Imagine an Anaconda that's swallowed some enormous deer that it now needs to digest. It goes off into the weeds and lies low for a while.
Over the last two years Congress has done more in the way of economic regulation than it had in decades. In many cases, we have no idea how these new laws will work in practice. We know there will be unintended consequences, we just don't know what they'll be.
This is the case for Congress to step back and do very little in the way of new economic regulation while the government and the economy digests the changes of the last 2 years. Repeal stuff that we know or learn doesn't work, when politically possible, but certainly the new House GOP majority needs to keep saying no to new regulations of business.

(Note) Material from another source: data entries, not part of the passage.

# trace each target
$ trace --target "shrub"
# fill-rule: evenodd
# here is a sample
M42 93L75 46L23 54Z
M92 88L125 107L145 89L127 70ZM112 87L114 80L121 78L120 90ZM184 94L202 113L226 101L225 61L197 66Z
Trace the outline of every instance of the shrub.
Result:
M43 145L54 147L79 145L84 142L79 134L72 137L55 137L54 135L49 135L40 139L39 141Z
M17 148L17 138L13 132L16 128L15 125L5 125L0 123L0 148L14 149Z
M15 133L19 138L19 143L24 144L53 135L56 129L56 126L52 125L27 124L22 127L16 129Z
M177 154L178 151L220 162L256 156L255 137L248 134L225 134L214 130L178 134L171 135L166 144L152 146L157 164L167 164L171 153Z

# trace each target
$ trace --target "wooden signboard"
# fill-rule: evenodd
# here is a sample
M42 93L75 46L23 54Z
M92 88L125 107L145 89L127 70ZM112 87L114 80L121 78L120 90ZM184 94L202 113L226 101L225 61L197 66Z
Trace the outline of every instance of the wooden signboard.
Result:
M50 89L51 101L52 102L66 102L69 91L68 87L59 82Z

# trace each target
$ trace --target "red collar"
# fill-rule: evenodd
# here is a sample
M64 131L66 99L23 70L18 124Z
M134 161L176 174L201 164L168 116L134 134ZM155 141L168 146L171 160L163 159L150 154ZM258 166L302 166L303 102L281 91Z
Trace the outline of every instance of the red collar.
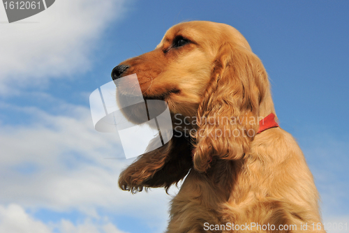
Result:
M274 127L279 127L279 125L276 121L275 121L275 114L271 113L260 121L260 128L257 133L262 133L264 130Z

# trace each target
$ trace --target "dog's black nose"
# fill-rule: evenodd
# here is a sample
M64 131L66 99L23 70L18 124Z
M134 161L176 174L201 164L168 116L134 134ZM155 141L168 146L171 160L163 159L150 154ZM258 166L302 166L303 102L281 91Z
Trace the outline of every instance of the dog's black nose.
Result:
M128 66L126 65L120 65L115 66L112 71L112 79L113 80L117 80L120 77L124 72L125 72L128 68Z

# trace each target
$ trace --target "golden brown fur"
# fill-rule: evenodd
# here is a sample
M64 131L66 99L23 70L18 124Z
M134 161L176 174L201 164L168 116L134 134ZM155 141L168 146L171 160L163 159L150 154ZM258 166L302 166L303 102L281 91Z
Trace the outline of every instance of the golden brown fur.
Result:
M188 43L176 47L181 36ZM191 137L175 135L120 175L120 187L135 193L168 188L188 174L172 201L167 232L225 232L205 231L205 223L297 225L297 230L275 230L280 232L304 232L305 223L313 231L315 223L316 231L318 192L299 147L281 128L255 133L259 120L275 110L263 65L235 29L181 23L154 51L121 64L129 66L123 76L137 73L144 98L168 103L174 120L176 114L190 122L215 119L181 123L177 129L191 130ZM219 120L225 116L232 123ZM229 135L233 132L240 135Z

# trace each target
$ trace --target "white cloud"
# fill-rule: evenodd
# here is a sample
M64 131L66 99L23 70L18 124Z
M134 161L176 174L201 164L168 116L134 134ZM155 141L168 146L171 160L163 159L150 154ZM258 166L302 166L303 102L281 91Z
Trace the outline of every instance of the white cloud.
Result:
M53 233L57 232L57 230L59 233L125 233L107 218L98 223L86 218L84 223L77 225L66 219L55 224L45 224L35 219L17 204L0 206L0 232Z
M92 218L98 209L165 228L170 198L163 189L136 195L121 190L119 174L131 161L105 159L121 152L117 137L94 130L89 109L61 108L64 114L57 116L35 107L17 109L36 121L0 125L0 176L6 177L0 180L0 203L34 211L75 209ZM28 164L34 168L22 172L21 166ZM80 230L75 227L73 232ZM112 232L111 225L103 227Z
M28 216L23 208L10 204L0 206L0 232L11 233L49 233L49 227Z
M90 69L94 42L108 22L124 13L124 0L59 0L29 18L0 24L0 93ZM0 21L7 21L3 7Z

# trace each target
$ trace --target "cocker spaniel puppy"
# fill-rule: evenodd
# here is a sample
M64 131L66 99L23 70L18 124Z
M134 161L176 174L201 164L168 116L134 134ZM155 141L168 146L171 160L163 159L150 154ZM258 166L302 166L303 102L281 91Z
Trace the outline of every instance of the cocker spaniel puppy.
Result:
M325 232L312 174L294 138L278 127L267 73L237 30L175 25L112 77L133 73L144 99L168 104L174 136L140 156L119 185L136 193L185 178L167 232Z

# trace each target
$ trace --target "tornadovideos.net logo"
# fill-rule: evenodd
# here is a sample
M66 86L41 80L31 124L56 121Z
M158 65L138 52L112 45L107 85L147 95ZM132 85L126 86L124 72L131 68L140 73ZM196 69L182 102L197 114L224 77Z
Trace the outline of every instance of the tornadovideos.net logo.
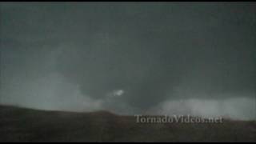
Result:
M223 118L200 118L190 115L150 116L135 114L137 123L223 123Z

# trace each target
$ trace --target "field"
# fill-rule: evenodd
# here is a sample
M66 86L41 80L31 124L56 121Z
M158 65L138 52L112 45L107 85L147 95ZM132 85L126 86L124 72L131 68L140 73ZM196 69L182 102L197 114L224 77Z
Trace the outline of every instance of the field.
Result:
M0 106L0 142L256 142L255 121L137 123L106 111L74 113Z

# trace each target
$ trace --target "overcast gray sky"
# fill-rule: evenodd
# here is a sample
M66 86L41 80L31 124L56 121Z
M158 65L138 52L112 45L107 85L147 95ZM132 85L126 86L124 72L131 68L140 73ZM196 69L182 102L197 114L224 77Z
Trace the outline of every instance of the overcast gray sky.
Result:
M0 3L0 103L255 118L255 2Z

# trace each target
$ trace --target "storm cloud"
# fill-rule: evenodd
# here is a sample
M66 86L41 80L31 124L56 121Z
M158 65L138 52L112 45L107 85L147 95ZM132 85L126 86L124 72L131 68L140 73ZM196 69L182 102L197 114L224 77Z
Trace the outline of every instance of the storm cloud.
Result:
M0 102L255 118L255 2L1 2Z

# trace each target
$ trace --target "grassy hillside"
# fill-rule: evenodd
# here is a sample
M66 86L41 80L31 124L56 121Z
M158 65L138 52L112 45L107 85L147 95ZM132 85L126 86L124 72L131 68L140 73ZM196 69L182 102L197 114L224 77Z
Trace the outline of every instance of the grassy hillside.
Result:
M0 142L256 142L256 122L142 124L106 111L0 106Z

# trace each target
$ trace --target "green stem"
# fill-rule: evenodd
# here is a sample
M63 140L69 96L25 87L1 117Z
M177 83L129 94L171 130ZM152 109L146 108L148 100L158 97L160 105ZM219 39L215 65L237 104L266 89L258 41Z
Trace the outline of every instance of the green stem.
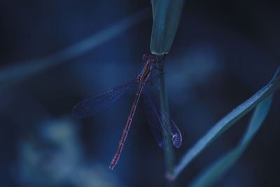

Dave Hoffman makes this point quite well at Conglomerate. Money quote:
I'd advise permitting the status quo to ferment for a little while, and see what bubbles up. We just had a “do something” congress”. I am myself still trying to figure out what the 111th Congress did to innovation and entrepreneurship. Will health care portability enable more small business risk-taking, or will regulatory costs bury main street? Does Dodd-Frank’s anti-systemic risk and derivative trading apparatus meaningfully increase liquidity and/or transparency, or does it simply drive bad actors into tighter tangles & more shadowy corners. It seems obviously true to me – as my former colleague Jonathan Lipson observes here - that very little of Dodd-Frank was empirically tested before its adoption. Similarly, although health care economics & behavior is a deep and richly mined field, HCR itself is already creating unanticipated effects as the market & consumers react to the unfolding of the State’s new & multi-tentacled regulatory arms. I believe, moreover, that early reactions to previous reform efforts (like SOX) appeared to be wildly overstated on both sides of the academic aisle. It strikes me what business really need over the next two years is certainty. This (nothing more but nothing less) are the rules of the game you will play under. Good or bad, we're sticking with it for a while to see what happens. Take regulatory change off of the table: grapple with your own competitive demons.